As Mark described in our Facebook Live chat, scholars describe the approach illustrated by the Scofield Bible as a "flat hermeneutic," a way of reading the Bible that is common among evangelicals. A flat hermeneutic ignores Biblical genres (like how poetry is different from history or law or gospel or apocalypse or epistle) and the textual context of Biblical passages, smoothing out the textures of Scripture to treat every Bible verse as equal in import and value. This leads to an "atomization" of Scripture, where individual Bible verses are isolated to stand on their own, each verse a bit of data to be accounted for, a puzzle piece or clue. Making sense of the Bible then becomes arranging these verses or making connects between them until a pattern or picture emerges. Bibles like the Scofield Bible aided in this as Andrew Gardner apty summarizes:

Resources like the Scofield Reference Bible allowed Christians to search out connections between Bible verses with similar themes through “cross-references.” Reading Scripture and unlocking its secrets became an intricate quest as passages from one book of the Bible were sought to provide clues for understanding other passages.
Bible study became sifting through and making connections between seemingly disparate Bible verses, a verse from the book of Daniel the clue used to unlock a puzzle in the book of Revelation. Approaching the Bible in this way became an exercise in code-breaking. Students of the Bible were to follow the clues, hopping from verse by verse, until the puzzle was solved. I'm reminded of the scene from the movie A Beautiful Mind, about the mathematician John Nash and his struggles with paranoid schizophrenia, when Nash's wife enters his office to find it full of magazine articles linked by threads illustrating the paranoid "connections" he'd made between news events. The cross-referencing of the Scofield Bible was just like those threads in John Nash's office. 

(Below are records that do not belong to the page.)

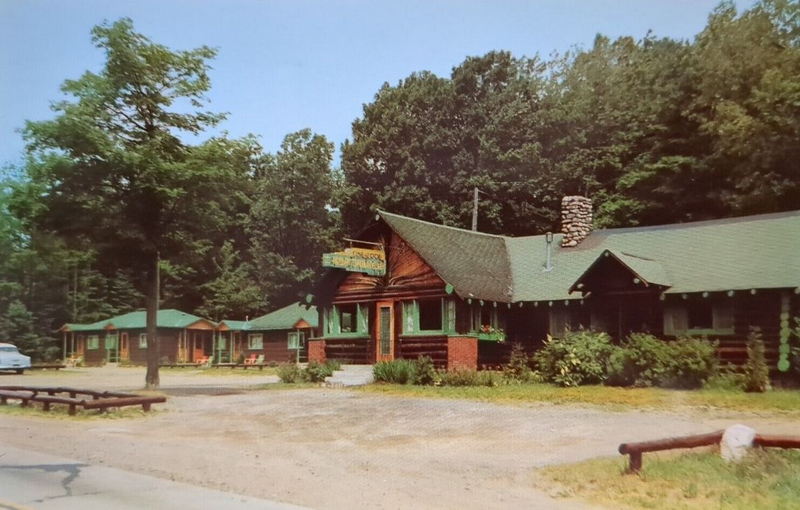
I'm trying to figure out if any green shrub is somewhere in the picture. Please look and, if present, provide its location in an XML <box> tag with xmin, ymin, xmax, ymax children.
<box><xmin>303</xmin><ymin>361</ymin><xmax>333</xmax><ymax>382</ymax></box>
<box><xmin>661</xmin><ymin>338</ymin><xmax>719</xmax><ymax>389</ymax></box>
<box><xmin>744</xmin><ymin>327</ymin><xmax>769</xmax><ymax>393</ymax></box>
<box><xmin>372</xmin><ymin>359</ymin><xmax>416</xmax><ymax>384</ymax></box>
<box><xmin>535</xmin><ymin>330</ymin><xmax>615</xmax><ymax>386</ymax></box>
<box><xmin>703</xmin><ymin>365</ymin><xmax>745</xmax><ymax>391</ymax></box>
<box><xmin>277</xmin><ymin>363</ymin><xmax>303</xmax><ymax>383</ymax></box>
<box><xmin>606</xmin><ymin>333</ymin><xmax>672</xmax><ymax>387</ymax></box>
<box><xmin>414</xmin><ymin>356</ymin><xmax>438</xmax><ymax>386</ymax></box>
<box><xmin>503</xmin><ymin>343</ymin><xmax>534</xmax><ymax>383</ymax></box>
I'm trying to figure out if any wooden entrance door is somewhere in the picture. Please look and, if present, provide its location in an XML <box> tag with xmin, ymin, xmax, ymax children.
<box><xmin>375</xmin><ymin>301</ymin><xmax>394</xmax><ymax>361</ymax></box>
<box><xmin>119</xmin><ymin>333</ymin><xmax>129</xmax><ymax>359</ymax></box>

That analogy illustrates how a "flat hermeneutic" promotes conspiratorial patterns of thinking and modes of perception. If you're unfamiliar with QAnon, the anonymous Q's postings on the internet are enigmatic, open to a wide variety of interpretations. After a Q "drop" followers begin to crack the code, looking for connections and threads of association between Q's cryptic, gnomic statements and world events and news, especially the actions of Donald Trump. When connections with a Q drop are discovered they are shared by YouTube personalities, called QTubers, who have huge followings. Each QTuber is their own Scofield Bible, sharing cross-references between Q's statements and world events. 

Now, here's the point. To outsiders, it might seem that hunting down Q's clues to uncover "the truth" would seem, from an epistemological perspective, a wholly bizarre means of discovering truths about the world. And yet, for evangelicals raised on discovering the truth by solving the puzzles of the Bible and linking them to news headlines, this process of discovering the truth in QAnon wasn't bizarre at all, it was a strategy that was familiar, tested, and trustworthy. When you've spent your life cracking the Bible code cracking the codes of QAnon comes naturally.